The administration has also set aside up to $350 million for a special Race to the Top assessment competition. That competition will support state-led consortia to build a new generation of better assessments—to test not just basic skills on bubble tests, but the higher-order skills that students need to survive and thrive in the 21st century. This has never been done before. And these assessments must give us objective, real-time data on student progress—not just end-of-year results.

Finally, our blueprint to reauthorize ESEA supports family engagement in a host of ways. We support programs that actually ask families how they feel about their child's school and educational experience—giving parents a real voice and opportunity to engage. We must do a much better job of listening to our children and to their parents. Their honest feedback will absolutely drive improvement.

The blueprint enhances information and transparency in school report cards about academic performance and school climate for parents. And it empowers families with additional high-quality school options.

As the PTA smartly recommended, our proposal allows family engagement to be included as one measure of success in teacher and principal evaluations. And we want to define professional development of teachers and school leaders to include working with families. These were great suggestions we got from you that were incorporated into our blueprint.

Finally, we're putting even more resources into family involvement because we need to do more--and do it better. Based on feedback we received about the blueprint, we have proposed to double funding for parent engagement-- from one to two percent of Title I dollars--or a total of $270 million.

At the same time, to drive innovation, we will allow states to use an additional one percent of Title I dollars—about $145 million—to support, incentivize, and help expand district-level programs that promote family engagement, empowerment, and responsibility.

We want districts to think big about family engagement--to propose new strategies and hone in on best practices that raise student achievement. And for programs and strategies that work, our proposal will allow states to support and disseminate best practices. We must take those best practices to scale.
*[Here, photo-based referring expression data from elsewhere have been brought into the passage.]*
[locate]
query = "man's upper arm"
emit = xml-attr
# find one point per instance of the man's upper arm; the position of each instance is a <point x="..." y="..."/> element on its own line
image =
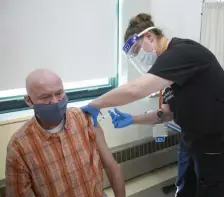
<point x="18" y="183"/>
<point x="105" y="154"/>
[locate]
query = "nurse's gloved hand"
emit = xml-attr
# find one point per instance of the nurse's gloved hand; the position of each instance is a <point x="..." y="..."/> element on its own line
<point x="92" y="111"/>
<point x="120" y="119"/>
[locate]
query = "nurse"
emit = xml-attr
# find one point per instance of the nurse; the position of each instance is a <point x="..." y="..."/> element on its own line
<point x="196" y="81"/>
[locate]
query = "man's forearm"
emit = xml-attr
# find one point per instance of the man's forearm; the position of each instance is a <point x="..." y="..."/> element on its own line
<point x="151" y="118"/>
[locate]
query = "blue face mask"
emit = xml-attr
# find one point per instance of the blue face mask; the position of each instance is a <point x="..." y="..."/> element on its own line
<point x="51" y="112"/>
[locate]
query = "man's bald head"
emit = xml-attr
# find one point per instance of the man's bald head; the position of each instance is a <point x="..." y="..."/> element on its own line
<point x="44" y="86"/>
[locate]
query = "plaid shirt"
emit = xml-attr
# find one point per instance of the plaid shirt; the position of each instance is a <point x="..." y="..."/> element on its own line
<point x="65" y="164"/>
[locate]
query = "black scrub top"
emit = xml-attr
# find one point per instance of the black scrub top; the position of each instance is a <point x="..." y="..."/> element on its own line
<point x="196" y="97"/>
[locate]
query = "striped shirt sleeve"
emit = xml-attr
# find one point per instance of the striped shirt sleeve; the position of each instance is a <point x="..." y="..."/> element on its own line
<point x="18" y="183"/>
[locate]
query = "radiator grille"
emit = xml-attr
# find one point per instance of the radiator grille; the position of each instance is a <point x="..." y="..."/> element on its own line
<point x="145" y="148"/>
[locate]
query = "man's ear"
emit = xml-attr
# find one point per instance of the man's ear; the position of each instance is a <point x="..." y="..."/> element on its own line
<point x="28" y="101"/>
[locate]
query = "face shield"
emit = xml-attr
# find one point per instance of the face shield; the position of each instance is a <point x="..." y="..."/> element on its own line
<point x="133" y="49"/>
Parent Information and Resource Centers, who are here today, can compete for these funds, along with districts, community-based organizations, and other non-profits. I commend the PTA's model partnerships with PIRCs. Those partnerships aim to leverage resources and the capacity to scale up research-based family engagement practices that improve outcomes for children.

The PTA-PIRC collaboration can help show both how to align PIRC and PTA family engagement work with emerging federal initiatives, and flesh out innovative ways to implement promising practices.

We don't have all the answers yet about how states, districts, and schools can effectively support family engagement. But with your courage, your commitment, and your capacity to support better family engagement, I believe we can make educational breakthroughs again, just like those the PTA helped achieve in the past.

The need today is urgent, the opportunity is great. So, together, let us ready the nation's students to flourish in the 21st century. We owe our children and our country the very best.